In the next room, Hubert was holding court near large cubes of pastel Plexiglas. She hit the call-back button and got a gruff “Oui!”
“Who’s this?” she asked.
“What is this? Marie called. Georges here.”
A call from Action-Réaction … finally!
“What do you want?” Georges didn’t wait for her reply. “We’re leaving for Strasbourg tonight.”
“I have to speak with you,” she said. “Give me fifteen minutes. I’m on my way.”
Either Christian was a flake or in trouble. Right now she couldn’t solve that. Back at the table, René’s vacant place had been taken up by newcomers.
“René ran into his friend,” Etienne said. “He said you’d understand.”
Aimée felt awkward. Had he left on purpose so that she could be alone with Etienne? The music’s pitch and the DJ’s voice escalated so it was hard to hear.
“Désolée, but I’ve got to go. Something just came up,” she said.
Etienne glanced at his watch. “I was hoping we could go somewhere together.”
Torn, she figured Christian would come late or not show. Martine would call her nuts to leave but she had to meet this Georges and find out about her mother.
“It’s business, je le regrette,” she said.
Surprise crossed Etienne’s face. This didn’t happen to him often, she figured. Few women would walk away from him. Not if they were smart. Wrong place, wrong time.
“Why don’t we meet later?” he asked. “At Rouge. I’ll bring Christian if he shows up.”
Did he think she was playing hard to get?
“Sounds good,” she said, trying to sound casual.
“How will I reach you?”
She pulled out her lip liner and wrote her cell phone number on his arm.

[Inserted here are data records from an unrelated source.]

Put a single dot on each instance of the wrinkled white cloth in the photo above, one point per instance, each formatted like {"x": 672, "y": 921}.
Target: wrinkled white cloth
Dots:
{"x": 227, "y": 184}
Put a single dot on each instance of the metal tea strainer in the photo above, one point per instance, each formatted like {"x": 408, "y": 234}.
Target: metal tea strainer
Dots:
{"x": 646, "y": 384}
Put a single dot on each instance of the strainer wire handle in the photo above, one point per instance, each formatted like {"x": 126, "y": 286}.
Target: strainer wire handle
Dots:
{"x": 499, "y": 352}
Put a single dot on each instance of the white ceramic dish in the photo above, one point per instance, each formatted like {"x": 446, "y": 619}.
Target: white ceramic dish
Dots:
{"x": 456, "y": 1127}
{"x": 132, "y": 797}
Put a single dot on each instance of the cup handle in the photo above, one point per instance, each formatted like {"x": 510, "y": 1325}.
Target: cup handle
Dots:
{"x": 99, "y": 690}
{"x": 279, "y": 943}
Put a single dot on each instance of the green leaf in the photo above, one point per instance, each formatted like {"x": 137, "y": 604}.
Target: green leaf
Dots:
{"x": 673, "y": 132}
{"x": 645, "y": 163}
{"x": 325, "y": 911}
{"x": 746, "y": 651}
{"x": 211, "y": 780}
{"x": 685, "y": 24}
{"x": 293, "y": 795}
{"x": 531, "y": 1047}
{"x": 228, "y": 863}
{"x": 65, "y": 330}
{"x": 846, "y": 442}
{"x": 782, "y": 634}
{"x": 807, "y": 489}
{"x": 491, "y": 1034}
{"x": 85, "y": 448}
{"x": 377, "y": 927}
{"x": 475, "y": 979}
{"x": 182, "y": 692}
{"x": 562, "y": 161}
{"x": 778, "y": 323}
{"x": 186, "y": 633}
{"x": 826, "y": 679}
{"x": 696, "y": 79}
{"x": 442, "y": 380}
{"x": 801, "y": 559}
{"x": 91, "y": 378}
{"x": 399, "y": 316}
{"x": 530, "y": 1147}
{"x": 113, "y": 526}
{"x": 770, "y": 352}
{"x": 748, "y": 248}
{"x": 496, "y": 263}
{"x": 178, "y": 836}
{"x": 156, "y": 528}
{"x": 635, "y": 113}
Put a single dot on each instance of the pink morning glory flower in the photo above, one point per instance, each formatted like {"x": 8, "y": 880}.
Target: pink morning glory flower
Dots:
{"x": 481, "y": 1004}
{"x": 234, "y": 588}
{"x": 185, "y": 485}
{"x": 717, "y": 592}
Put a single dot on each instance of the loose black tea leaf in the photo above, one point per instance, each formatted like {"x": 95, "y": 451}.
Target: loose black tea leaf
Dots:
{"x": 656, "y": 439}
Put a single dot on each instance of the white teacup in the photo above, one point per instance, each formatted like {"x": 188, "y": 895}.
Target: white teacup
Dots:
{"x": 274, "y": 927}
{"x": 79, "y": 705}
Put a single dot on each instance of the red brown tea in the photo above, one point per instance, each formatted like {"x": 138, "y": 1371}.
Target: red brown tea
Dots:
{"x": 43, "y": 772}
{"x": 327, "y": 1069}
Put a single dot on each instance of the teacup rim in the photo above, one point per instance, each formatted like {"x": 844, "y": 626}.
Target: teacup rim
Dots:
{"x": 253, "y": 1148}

“A bientôt.” Etienne pulled her close and gave her a bisou. His warm breath seared her cheek. She almost sat back down.
Instead, she made her way through the packed crowd dancing in the hallway. Keep going, she told herself; she had no time for Etienne. No sign of René. Out on rue Feydeau she saw his car. Maybe he’d gotten lucky with one of the women.

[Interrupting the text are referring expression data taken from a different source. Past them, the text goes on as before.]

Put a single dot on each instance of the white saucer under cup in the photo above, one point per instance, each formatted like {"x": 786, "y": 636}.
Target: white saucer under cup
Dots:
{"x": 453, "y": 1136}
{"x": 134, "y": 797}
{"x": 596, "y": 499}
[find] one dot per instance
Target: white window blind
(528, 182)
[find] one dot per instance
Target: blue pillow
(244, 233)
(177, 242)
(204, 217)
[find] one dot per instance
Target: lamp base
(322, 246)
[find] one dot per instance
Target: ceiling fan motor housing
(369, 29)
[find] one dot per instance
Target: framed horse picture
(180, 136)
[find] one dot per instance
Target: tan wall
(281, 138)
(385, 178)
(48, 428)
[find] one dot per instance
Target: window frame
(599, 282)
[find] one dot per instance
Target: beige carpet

Hurrying through the quiet Sentier streets, she reached Action-Réaction ten minutes later. The building on rue Beauregard, a squat survivor from the sixteenth century, had suffered a face-lift in the fifties. Unsuccessful by the look of it. Rusted neon signs advertised TEXTILE VASSEUR on the wall behind it. On both sides, seventeenth- and eighteenth-century buildings leaned over it, their clay chimney pots askew on their slanted roofs.
At the corner, several Pakistani men stood gambling on cardboard boxes. Beyond them, Aimée heard the gurgle of the drains as fresh water washed the gutters. Garbage containers, tall and green, peculiar to the Sentier, lined the street entrance.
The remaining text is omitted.